Hacker News new | ask | show | jobs
by csomar 2581 days ago
Are you aware that there is some logging best practices/standards in Rust? I don't mean to be a downer but I'd advice against using this library as it is right now. The reason is that you are not using the Rust Log library: https://docs.rs/log/0.4.6/log/

The good news is that you can integrate your work with the Rust Log library. Basically the difference is: instead of using your logging functions, the user will use the logging macros provided by Log. This means that they can log to the terminal using your library, to a disk file, and to a remote service.

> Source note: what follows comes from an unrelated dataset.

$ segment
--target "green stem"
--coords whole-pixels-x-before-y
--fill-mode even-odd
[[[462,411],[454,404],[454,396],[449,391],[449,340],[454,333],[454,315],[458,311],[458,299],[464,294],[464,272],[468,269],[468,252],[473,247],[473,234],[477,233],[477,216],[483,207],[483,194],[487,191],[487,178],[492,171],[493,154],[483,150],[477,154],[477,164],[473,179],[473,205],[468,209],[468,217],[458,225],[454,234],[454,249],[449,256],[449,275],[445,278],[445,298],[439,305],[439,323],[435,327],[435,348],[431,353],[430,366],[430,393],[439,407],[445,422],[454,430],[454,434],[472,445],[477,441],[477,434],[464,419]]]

All at the same time using the same logging macros.

Here is the Rust Log library description:

> Libraries should link only to the log crate, and use the provided macros to log whatever information will be useful to downstream consumers.

2 comments

Did something change, or is log not still a global singleton that you register, like you would in go, for database drivers?

The macros are nice and all, but I’m pretty sure the author of log went out and said, yeah well, but you’d disable this in production, because it’s slow and all.

Am I wrong?

Did something change?

You certainly didn’t used to be able to have two different log implementations active in different contexts.

> The macros are nice and all, but I’m pretty sure the author of log went out and said, yeah well, but you’d disable this in production, because it’s slow and all.

You can target code to be executed in debugging vs. production in Rust. So you can have two logging: one for production and one for debugging.

Even better, if you propagate errors back to the top of your program, you'll only have one line for logging for production and the informational logs will remain for debugging only.

You're right, being discussed in other places right now. Finally, changing the description to clarify that the goal is to be used in CLIs, not as a logger.

I prefer to keep lower complexity and there are some crates that cover that case better.

Thank you :).

Quite the opposite. Your solution adds complexity. There is a reason why the log interface was invented and developed. Your solution might seem simple but once you start scaling your projects the deficiencies will surface.

Even if you want to keep the log functions, you can add support for the Log interface. As it is, many people who would otherwise use it, will not.